大姐,这事儿有什么好骄傲的?我在心里默默吐槽。
大姐身旁坐着一个面相凶狠的魂魄,后脑勺上有个狰狞的窟窿,他也转头看我:“我是个杀人犯,被枪决了。”
活该。我暗自翻了个白眼。
因为我的缘故,这列通往地府的死亡列车上,竟莫名多了几分诡异的欢声笑语。就在这时,列车广播声突然响起:“前方即将到达本次列车的终点站——地府,请各位乘客有序下车,排队接受安检并核对死因。”
第二章
“除衣物、眼镜、体内医用材料外,所有生前物品不得带入地府,如有携带,请及时丢弃。”一位身着安保制服的鬼差举着喇叭,在队伍前方高声喊道。
我盯着无名指上的婚戒,心里一阵怅然。虽然万般不舍,但地府规矩森严,看来也只能丢弃。正当我准备摘下戒指时,鬼差突然又喊了一声:“林辰!林辰在吗?”
听到自己的名字,我先是一愣,随后忐忑地举起了手。
“林辰,你从这边走,一直走到尽头,有人在那里等你。”鬼差抬手打开了旁边一条快速通道的门。
“这位差官,请问这条路通向哪里?是谁在等我?”我心里的不安越发浓烈,飞速回想生前是否做过什么亏心事。
“去了就知道了。”鬼差语气随意地应了一句,便转身回到队伍前方继续维持秩序。
说实话,我打心底里不情愿走这条捷径。一来,我想按正常流程核对清楚自己的死因;二来,这时候脱离大部队,总觉得不是什么明智之举。可如今我已是地府亡魂,在没摸清这里的规则前,实在不宜惹是生非。
或许也不全是坏事,至少这枚婚戒暂时能保住了。我这样安慰自己,随后迈步走进了那条狭长、空无一人的通道。走到尽头时,我终于看清了等在那里的身影。
“爷……爷爷!”我惊得差点跳起来。
“乖孙子,总算把你等来了!”爷爷的魂魄依旧是生前的模样,只是脸色比活着时苍白了几分。
“不对啊爷爷,您怎么没去投胎?”我满心疑惑。
“你忘了?爷爷生前懂些风水驱魔的本事。阎王看我履历清白,又有点能耐,就留我在地府当差,给了个一官半职。”爷爷拍了拍我的肩膀。
“这么说,我算是地府关系户了?”我瞬间松了口气,有爷爷这层关系在,想查清死因还不是轻而易举的事。
“爷爷,您知道我是怎么死的吗?”我急忙追问。
“这事说来话长,我先带你去个地方,咱们边走边说。”爷爷的表情突然变得严肃起来,我顿时意识到,这事恐怕不简单。
爷爷带着我绕了好几个弯,最终走进了一个大型停车场。
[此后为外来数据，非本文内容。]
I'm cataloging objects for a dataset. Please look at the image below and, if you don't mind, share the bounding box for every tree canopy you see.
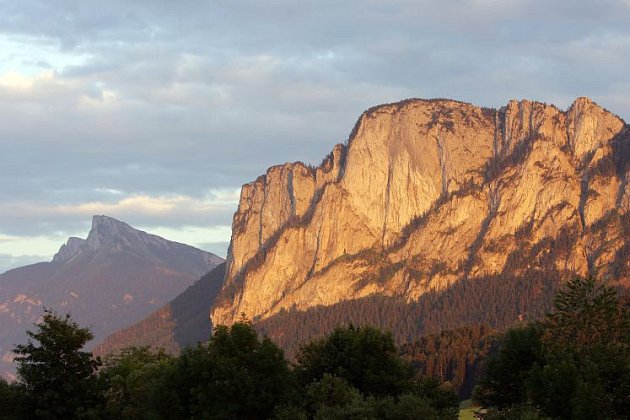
[475,278,630,419]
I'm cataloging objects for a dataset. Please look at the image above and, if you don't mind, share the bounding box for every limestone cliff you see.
[212,98,630,325]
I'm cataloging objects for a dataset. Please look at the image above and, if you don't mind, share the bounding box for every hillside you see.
[212,98,630,330]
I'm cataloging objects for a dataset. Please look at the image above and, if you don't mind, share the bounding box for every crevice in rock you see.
[305,223,323,281]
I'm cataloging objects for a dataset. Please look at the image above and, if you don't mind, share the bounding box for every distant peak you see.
[53,236,86,262]
[92,215,131,229]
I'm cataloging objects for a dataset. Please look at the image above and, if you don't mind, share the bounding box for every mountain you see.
[212,98,630,338]
[0,216,223,376]
[92,263,225,356]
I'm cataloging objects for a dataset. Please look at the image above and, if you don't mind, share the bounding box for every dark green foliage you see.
[400,325,497,400]
[475,278,630,419]
[255,270,564,358]
[0,311,458,419]
[14,309,100,419]
[295,326,412,396]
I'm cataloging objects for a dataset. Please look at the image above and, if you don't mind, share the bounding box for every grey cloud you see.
[0,0,630,249]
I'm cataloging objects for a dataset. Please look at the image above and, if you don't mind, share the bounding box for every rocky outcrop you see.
[92,263,225,356]
[212,98,630,324]
[0,216,223,377]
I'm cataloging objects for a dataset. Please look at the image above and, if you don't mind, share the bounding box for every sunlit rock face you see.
[212,98,630,325]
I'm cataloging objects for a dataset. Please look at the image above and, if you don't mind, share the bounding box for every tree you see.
[473,324,543,408]
[295,326,458,419]
[14,309,100,419]
[475,278,630,419]
[161,321,296,419]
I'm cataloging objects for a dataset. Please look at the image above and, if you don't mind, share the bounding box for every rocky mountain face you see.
[212,98,630,324]
[0,216,223,377]
[92,263,225,356]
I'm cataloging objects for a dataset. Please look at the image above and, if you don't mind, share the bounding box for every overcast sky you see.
[0,0,630,272]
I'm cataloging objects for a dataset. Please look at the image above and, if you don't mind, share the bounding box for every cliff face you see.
[212,98,630,324]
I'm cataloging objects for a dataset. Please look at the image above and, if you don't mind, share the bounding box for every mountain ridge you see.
[212,97,630,324]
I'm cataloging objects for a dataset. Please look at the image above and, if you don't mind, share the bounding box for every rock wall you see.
[212,98,630,325]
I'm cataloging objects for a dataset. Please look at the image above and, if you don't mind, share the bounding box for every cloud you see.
[0,0,630,260]
[0,253,49,274]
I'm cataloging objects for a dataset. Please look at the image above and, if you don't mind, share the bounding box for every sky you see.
[0,0,630,272]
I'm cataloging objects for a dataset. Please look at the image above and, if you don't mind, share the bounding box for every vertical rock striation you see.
[212,98,630,325]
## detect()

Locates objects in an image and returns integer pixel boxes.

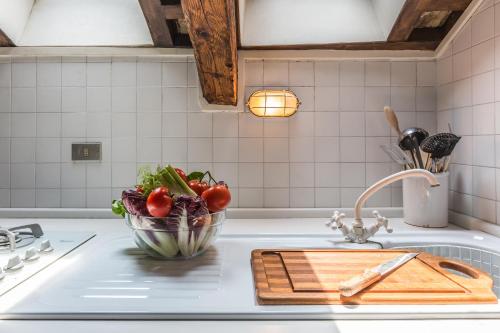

看着场内密密麻麻停着的豪车,我不禁有些讶异。爷爷解释说,地府的生活其实和阳间差别不大,只是叫法不同——这里用的钱叫冥币,开的车叫冥车,住的地方叫冥房。至于能拥有多少,全看阳间的家人烧多少过来。
我们在停车场里绕了许久,最后在一个犄角旮旯里,找到了爷爷的座驾——一辆破旧的二八大杠自行车。
我的心瞬间凉了半截:“爷爷,您这在地府混得也不咋样啊?我和我爸每年清明,都是几亿几亿地给您烧冥币,怎么连辆像样的车都买不起?”
两滴浑浊的泪水从爷爷眼角滑落,他咬牙切齿地说:“逆子!那个不靠谱的逆子!小天,你是不知道,地府通胀严重得离谱,纸币根本不值钱,只有金元宝才管用。”
“我先后两次托梦给你爸,第一次让他烧点金元宝,第二次让他烧辆桑塔纳过来,可他一次都没送对!”
爷爷说的这两件事,我都记得清清楚楚。那年,老爸确实买了一大袋金元宝,可装元宝的袋子被树枝刮破了个大洞,去墓地的路上,金元宝全掉进了别人的火盆里。老爸觉得这是冥冥之中的天意,之后就再也没买过金元宝。
至于桑塔纳,老爸跑遍了全城的丧葬店都没找到。老板给他推荐了一堆豪车,可老爸义正言辞地拒绝了:“我爹只要桑塔纳!”
阴冷的地府午后,我坐在二八大杠的前杠上,爷爷骑着车,恍惚间竟回到了小时候。一阵阴风刮过,爷孙俩瞬间没了辈分之差,全被冻得瑟瑟发抖。
“小天,你还能还阳。”爷爷突然开口说道。
第三章
听到“还阳”两个字,我瞬间激动得魂体都快飘起来了。
“小天,你是不是觉得自己死得很蹊跷?”爷爷呼出的阴气吹在我的后颈上,透着刺骨的寒意。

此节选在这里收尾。